Faculty Member - Division of Biological Sciences University of Missouri-Columbia

Detection of Gbx1 and Gbx2 RNA expression in wild-type embryos at embryonic day 10.5 by whole-mount in situ hybridization. (A,B) are lateral views. (C,D) are transverse sections of the neural tube. ba, branchial arch; fl, forelimb bud; g, genital region; hl, hindlimb bud.

Research description

To understand normal brain/central nervous system (CNS) function and neuropathies affecting the CNS, it is paramount to understand how nerve cells are assembled into neural circuits that define the behavioral repertoire of the mature organism. Locomotion in mammals is generally thought to depend on neuronal circuits in the spinal cord. Therefore, the study of movement control has relevance to our general understanding of brain function, by providing important clues about the assembly of neuronal circuits that underlie complex behaviors. The main research interest in my laboratory is to understand the developmental program of nerve cells within the mouse embryonic spinal cord. The mouse embryonic spinal cord contains multipotential progenitor cells, which give rise to postmitotic interneurons and motorneurons. Because of its relative simplicity, the developing spinal cord serves as an important system for defining molecular mechanisms that contribute to the assembly of neural circuits.

Currently, our research focuses on a class of homeobox genes, known as the Gbx genes, which encode DNA-binding transcription factors expressed in the developing CNS. Developmental and functional studies addressing neuronal patterning in the mouse embryonic spinal cord have highlighted the central role of homeoproteins in controlling the expression of genes in neural progenitor cells and ultimately their specification, differentiation and assembly into functional circuits. We have recently shown that the Gbx gene family is involved in regulating anterioposterior patterning of the anterior hindbrain, branchiomotor neuron development and locomotion. We are particularly interested in understanding: 1) how these transcription factors confer positional value of nerve cells; 2) how they promote the specification of nerve cell identity; and 3) the identity of the transcriptional target genes that are directly regulated by them in vivo.

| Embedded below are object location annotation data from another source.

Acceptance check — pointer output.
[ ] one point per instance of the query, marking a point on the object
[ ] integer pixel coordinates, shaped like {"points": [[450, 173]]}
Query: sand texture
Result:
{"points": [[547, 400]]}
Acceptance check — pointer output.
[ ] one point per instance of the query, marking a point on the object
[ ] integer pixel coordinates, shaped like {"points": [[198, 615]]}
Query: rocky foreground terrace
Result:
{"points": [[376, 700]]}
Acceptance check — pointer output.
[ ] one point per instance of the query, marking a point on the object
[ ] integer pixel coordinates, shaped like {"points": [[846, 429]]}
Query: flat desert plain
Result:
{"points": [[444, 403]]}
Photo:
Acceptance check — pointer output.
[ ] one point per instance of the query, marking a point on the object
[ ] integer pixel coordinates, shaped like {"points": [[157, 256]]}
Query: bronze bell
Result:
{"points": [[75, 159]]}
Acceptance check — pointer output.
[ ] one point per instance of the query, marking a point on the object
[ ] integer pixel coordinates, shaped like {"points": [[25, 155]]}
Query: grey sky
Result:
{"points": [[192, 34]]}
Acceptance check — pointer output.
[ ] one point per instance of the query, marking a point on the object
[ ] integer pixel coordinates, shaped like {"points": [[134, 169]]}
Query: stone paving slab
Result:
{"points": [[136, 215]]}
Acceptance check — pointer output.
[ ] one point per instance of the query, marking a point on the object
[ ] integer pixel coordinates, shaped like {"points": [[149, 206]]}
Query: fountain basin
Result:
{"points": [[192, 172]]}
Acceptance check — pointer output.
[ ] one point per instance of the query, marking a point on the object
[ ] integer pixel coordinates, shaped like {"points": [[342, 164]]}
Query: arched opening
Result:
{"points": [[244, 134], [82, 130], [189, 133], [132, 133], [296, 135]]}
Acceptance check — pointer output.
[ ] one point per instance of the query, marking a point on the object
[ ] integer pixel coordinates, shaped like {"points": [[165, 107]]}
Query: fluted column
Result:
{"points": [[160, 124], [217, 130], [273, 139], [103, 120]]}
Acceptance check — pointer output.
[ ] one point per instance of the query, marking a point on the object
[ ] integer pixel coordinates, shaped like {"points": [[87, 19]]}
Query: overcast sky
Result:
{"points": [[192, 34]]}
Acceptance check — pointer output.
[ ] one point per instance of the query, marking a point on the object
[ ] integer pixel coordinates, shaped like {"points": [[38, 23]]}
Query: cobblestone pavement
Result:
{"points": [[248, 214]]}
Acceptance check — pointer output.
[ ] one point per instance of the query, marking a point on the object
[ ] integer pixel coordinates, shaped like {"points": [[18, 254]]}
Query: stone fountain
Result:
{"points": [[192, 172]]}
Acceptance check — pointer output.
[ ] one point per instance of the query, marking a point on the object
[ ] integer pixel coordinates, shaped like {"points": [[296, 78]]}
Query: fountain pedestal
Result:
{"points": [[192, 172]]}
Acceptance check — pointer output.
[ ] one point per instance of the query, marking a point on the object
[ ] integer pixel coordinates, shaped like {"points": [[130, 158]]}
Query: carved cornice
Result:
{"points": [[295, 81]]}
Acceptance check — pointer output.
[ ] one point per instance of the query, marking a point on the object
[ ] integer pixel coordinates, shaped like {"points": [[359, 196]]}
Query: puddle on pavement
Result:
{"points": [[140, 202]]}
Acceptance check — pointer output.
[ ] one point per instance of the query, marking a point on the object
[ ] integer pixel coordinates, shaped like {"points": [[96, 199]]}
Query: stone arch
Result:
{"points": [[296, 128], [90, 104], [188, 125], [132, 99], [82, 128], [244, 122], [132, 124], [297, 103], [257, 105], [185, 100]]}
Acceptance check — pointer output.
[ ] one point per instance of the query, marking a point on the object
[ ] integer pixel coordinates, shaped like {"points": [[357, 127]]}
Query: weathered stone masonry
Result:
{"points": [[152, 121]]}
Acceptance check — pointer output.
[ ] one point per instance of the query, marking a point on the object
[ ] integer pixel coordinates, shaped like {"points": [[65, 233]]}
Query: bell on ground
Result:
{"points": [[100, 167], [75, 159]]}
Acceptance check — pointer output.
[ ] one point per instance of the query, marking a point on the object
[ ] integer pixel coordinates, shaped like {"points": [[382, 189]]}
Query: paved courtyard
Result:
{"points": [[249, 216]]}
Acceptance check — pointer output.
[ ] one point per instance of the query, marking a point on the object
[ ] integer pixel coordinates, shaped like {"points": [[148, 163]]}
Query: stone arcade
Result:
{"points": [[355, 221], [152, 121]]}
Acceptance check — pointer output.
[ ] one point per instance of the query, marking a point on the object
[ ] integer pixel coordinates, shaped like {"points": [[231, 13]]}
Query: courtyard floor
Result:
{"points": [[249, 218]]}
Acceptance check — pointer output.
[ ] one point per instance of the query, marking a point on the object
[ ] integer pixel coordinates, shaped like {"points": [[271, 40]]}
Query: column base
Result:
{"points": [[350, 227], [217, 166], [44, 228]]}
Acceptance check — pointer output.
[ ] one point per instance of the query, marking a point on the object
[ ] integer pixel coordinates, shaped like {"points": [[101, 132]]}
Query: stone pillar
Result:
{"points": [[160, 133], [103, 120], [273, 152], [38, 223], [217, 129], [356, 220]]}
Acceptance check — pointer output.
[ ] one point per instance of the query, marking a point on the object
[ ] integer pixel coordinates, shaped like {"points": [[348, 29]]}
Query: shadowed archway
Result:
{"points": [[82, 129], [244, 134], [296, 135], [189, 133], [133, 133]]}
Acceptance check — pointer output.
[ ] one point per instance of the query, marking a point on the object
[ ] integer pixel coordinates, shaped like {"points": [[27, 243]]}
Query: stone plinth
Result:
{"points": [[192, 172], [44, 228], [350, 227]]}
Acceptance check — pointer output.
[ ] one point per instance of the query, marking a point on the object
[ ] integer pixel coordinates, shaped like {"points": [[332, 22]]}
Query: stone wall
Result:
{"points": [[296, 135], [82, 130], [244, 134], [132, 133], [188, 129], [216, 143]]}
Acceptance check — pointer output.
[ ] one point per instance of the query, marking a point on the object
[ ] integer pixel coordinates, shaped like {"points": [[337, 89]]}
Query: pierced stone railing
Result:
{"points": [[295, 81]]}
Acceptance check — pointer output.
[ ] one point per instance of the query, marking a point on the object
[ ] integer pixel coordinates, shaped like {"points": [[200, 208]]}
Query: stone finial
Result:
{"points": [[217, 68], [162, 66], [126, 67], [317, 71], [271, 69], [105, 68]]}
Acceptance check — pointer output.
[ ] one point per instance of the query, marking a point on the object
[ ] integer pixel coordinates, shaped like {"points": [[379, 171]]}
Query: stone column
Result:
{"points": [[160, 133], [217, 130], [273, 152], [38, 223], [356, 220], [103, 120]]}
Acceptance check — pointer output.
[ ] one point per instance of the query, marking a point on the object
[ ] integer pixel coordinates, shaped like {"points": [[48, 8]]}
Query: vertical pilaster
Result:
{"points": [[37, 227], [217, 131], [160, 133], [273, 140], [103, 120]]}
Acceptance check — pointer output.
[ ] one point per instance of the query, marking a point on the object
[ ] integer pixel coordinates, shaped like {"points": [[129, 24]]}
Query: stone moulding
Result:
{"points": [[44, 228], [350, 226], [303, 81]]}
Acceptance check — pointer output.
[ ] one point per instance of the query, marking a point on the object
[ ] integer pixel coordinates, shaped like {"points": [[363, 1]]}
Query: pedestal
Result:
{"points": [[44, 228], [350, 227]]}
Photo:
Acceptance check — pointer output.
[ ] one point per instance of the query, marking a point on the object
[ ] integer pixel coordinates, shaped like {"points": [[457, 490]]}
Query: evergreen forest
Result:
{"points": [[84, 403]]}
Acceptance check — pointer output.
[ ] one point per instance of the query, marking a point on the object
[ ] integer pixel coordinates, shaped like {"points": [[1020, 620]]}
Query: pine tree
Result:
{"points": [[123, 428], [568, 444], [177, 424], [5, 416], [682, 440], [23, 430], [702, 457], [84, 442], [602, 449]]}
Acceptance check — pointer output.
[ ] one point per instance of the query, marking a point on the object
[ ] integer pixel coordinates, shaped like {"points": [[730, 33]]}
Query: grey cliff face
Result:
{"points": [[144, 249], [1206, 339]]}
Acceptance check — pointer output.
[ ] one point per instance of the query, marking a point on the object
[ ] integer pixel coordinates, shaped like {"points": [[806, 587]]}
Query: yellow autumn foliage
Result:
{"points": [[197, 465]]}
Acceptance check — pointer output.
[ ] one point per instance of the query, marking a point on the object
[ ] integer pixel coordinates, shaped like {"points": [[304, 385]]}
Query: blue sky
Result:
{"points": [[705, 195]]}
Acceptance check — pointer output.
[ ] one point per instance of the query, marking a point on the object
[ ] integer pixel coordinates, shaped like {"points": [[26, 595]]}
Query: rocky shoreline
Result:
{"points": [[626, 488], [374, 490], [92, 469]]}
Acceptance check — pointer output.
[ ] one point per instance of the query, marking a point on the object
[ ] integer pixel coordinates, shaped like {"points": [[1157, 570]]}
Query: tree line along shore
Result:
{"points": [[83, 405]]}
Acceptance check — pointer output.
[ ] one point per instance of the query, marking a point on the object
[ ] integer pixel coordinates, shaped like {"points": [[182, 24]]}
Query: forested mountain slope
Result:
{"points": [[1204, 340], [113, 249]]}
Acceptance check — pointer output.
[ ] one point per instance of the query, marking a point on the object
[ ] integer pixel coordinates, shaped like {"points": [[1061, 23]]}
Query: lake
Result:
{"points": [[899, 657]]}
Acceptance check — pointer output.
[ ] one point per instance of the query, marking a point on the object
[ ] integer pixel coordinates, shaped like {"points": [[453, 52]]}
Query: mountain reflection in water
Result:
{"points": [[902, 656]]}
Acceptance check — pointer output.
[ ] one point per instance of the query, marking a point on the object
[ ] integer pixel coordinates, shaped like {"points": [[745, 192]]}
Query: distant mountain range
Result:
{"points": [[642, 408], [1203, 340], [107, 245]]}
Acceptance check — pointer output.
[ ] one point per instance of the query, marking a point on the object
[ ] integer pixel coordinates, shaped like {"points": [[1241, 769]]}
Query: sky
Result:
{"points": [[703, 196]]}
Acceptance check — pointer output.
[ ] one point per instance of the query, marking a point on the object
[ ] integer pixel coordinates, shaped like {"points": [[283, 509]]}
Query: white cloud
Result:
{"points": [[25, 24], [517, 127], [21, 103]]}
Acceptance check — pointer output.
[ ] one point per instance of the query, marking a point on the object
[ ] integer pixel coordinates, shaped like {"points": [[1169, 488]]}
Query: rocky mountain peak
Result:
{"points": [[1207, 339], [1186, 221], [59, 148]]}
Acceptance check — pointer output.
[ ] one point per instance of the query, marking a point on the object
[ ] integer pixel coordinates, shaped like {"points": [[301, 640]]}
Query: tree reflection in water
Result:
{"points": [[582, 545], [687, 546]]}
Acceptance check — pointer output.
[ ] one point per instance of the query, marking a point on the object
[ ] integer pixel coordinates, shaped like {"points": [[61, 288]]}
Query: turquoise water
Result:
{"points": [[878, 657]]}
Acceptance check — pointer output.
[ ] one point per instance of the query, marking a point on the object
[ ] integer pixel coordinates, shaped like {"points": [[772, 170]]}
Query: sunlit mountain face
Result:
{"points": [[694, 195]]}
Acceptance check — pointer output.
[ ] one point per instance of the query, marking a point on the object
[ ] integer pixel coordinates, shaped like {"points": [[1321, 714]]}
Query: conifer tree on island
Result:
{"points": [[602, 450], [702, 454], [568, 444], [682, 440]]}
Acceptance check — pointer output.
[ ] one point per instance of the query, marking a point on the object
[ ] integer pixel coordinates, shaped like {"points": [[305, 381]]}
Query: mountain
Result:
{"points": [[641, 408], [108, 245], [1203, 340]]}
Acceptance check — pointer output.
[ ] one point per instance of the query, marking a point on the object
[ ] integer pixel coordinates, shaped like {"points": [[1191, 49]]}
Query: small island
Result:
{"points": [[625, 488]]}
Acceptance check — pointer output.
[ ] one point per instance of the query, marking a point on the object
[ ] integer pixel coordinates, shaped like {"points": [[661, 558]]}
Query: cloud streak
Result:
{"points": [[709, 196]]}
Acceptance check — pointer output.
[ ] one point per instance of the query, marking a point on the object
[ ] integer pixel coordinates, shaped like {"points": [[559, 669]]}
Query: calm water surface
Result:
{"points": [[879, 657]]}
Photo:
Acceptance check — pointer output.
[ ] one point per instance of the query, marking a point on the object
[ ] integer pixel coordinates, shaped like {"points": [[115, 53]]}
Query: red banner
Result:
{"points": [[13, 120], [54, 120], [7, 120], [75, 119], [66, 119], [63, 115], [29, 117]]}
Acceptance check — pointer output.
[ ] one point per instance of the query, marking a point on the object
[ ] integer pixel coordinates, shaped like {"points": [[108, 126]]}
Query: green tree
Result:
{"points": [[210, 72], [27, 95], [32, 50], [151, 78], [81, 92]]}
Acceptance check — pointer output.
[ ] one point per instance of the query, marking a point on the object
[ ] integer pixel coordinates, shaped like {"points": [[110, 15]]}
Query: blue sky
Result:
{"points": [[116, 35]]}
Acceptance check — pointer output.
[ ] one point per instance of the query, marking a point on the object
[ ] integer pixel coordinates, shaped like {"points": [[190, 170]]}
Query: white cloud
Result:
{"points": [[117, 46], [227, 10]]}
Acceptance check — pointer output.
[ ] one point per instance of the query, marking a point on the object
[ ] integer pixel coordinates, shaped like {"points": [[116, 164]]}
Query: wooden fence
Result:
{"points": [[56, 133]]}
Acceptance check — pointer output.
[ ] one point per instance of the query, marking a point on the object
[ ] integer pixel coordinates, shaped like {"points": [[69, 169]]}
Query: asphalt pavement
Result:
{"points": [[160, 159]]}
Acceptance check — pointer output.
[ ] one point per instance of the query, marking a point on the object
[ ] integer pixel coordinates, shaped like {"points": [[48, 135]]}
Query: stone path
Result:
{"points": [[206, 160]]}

A major experimental approach utilized in the lab is to study the disruption of normal development in mouse embryos that carry loss-of-function alleles generated by Cre-loxP and Flp-FRT-mediated DNA recombination. This methodology has proved extremely advantageous by enabling high fidelity DNA modifications and the precise control of gene expression in a tissue-specific manner. By using this methodology in combination with other molecular and histological techniques, we aim to provide valuable insight towards understanding the assembly of functional circuits in the developing spinal cord and the interneuronal network underlying locomotion in mammals. Detection of Gbx1 and Gbx2 RNA expression in wild-type embryos at embryonic day 10.5 by whole-mount in situ hybridization. (A,B) are lateral views. (C,D) are transverse sections of the neural tube. ba, branchial arch; fl, forelimb bud; g, genital region; hl, hindlimb bud.

Selected publications

Waters, S. T. and M. Lewandoski. 2006. A threshold requirement for Gbx2 levels in hindbrain development. Development 133: 1991-2000.

Waters, S. T., Wilson, C. P. and M. Lewandoski. 2003. Cloning and embryonic expression analysis of the mouse Gbx1 gene. Gene Expression Patterns 3: 313-317.